The heart of the Ticklebox is a step-up transformer, a device that cunningly uses electromagnetism to step up a low voltage to a higher voltage. In this case we’ll be slightly abusing a RadioShack audio output transformer, which is actually a step-down transformer, wiring it backward so it works as a step-up transformer.
The rule to remember is this: Whenever you have an electrical current flowing through a wire, it creates a magnetic field, and whenever you have a magnetic field moving past a wire, it will induce an electrical current to flow through that wire.
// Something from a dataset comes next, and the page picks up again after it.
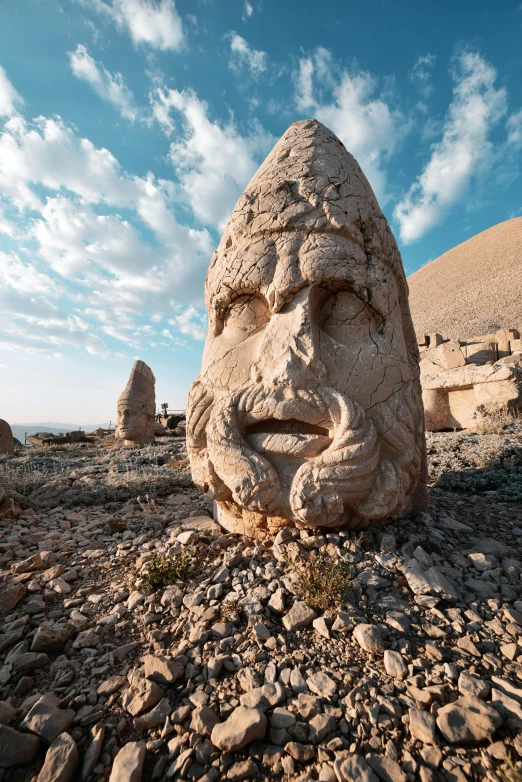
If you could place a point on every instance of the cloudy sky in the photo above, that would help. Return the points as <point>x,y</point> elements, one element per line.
<point>128,129</point>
A transformer is composed of a square iron donut with two opposing sides wrapped in coils of thin enameled wire (thus, each side can function as an electromagnet). Our step-up transformer has a few wraps of wire on its primary side (the side we’re applying current to), and many more windings on its secondary side (the side that we’re using to shock folks). When a current pulses through the primary coil, it creates a magnetic field in the iron donut, which in turn induces a current in the secondary coil. Since the secondary coil has more loops (and is thus a longer wire), a larger voltage is induced on the secondary side. Handily, the ratio of wrappings between the secondary and primary coils determines the factor by which that voltage is multiplied. Since our RadioShack transformer has 11 times as many coils on the secondary side (when we wire it our way, which is backward to what it was designed for), the voltage on the secondary side is 11 times higher. So, when we pulse 9 volts through the primary coil, the secondary will produce a brisk 99 volts, give or take. (Compare this to the static shock you get while pulling off a sweater, which can be several thousand volts.) But you can’t get something for nothing: When a transformer steps up voltage, it steps down current by the same factor. So, in this case, the final shock is 100 volts but a very safe handful of milliAmps. Contrast this to a fat wintertime doorknob static spark, which might be 7,000 volts, but just a few microAmps. On the other end of the spectrum, a paramedic’s defibrillator paddles can zap you with a few hundred volts at several dozen amps—which is several thousand times the current delivered by the Ticklebox. (For a more complete discussion of voltage, current, and personal safety, flip ahead to the appendix or back to Voltage, Current, and Resistance in Voltage, Current, and Resistance.)